Теперь все встало на свои места. Когда я осознал все, что мне довелось недавно увидеть — меня вмиг прошиб холодный пот. Апокалипсис… Апостолы Дьявола хотят начать Апокалипсис, и тому имелись доказательства. Ведьма и ее приспешники проводили темный ритуал, надеясь сорвать третью печать. Та тварь в подземелье — ни что иное, как слуга Всадника Апокалипсиса, имя которому — ГОЛОД. Сама же тварь являла собою один из семи грехов — Чревоугодие. Ну конечно, ведь иначе и быть не может! Обжорство и голод всегда идут рука об руку. Выходит, что и вспышка чумы — не происки Дьявола, а конкретное стремление, взлом еще одной печати, после падения которой в мир придет Всадник на бледном коне. В мир придет Смерть.
Не теряя времени, я достал из ящика стола бумагу и чернила. Пламя свечи дрожало от сквозняка, света недоставало, поэтому буквы выходили не такими ровными. Я составил письмо кардиналу и сразу же отправил почтового голубя. Небо посерело, близился рассвет, так что письмо ляжет на стол кардинала уже к завтраку.
Устало откинувшись на спинку стула, я помассировал переносицу. Голова раскалывалась, в волосах запеклась кровь, левая рука болела и плохо слушалась. А в мыслях билось одно: нужно убить Обжорство и остановить Голод. Нельзя чтобы пала печать. Нельзя! Но как?
Как?!!
В горле пересохло. Взяв стакан воды, я сделал большой глоток и тут же поперхнулся. Я понял как убить тварь! Понял я и другое: мало убить Обжорство, нужно найти тех, кто его создал, иначе в мир придет другое чудовище, а за ним еще и еще. В том, что тварь создали искусственно — я не сомневался. «Наука и магия всегда стоят рядом, и грань между ними порой неотличима» — услышал я однажды фразу, она навсегда врезалась в память вместе с человеком, ее сказавшим. Чудовище сотворили с помощью науки и магии — тому свидетельство торчащие из серой плоти трубки и хирургические швы. А так ли много мест, где это можно сделать? Где есть лаборатория, хирургическая комната, и люди, которых никто не станет искать, не станет оплакивать?..
Ответ напрашивался сам собою: лепрозорий.

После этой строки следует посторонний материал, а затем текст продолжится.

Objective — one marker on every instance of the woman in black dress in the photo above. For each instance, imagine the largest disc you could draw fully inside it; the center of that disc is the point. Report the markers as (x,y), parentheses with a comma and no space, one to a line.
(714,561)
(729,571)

Да, именно так. Лепрозорий — идеальное место, сокрытое от посторонних, к тому же в этих лечебницах полно прокаженных, которые для всех мертвы. Чем не плоть и корм для монстра? Во Флоренции два рабочих лепрозория: Часовня Прокаженных и Обитель Спасения. Что ж, начнем прямо сейчас. Действуй я по обычному порядку, то сперва допросил бы прокаженных, узнал, не исчезают ли люди и нет ли странностей. И только потом взялся бы за главного лекаря — седого улыбчивого доктора Бруно.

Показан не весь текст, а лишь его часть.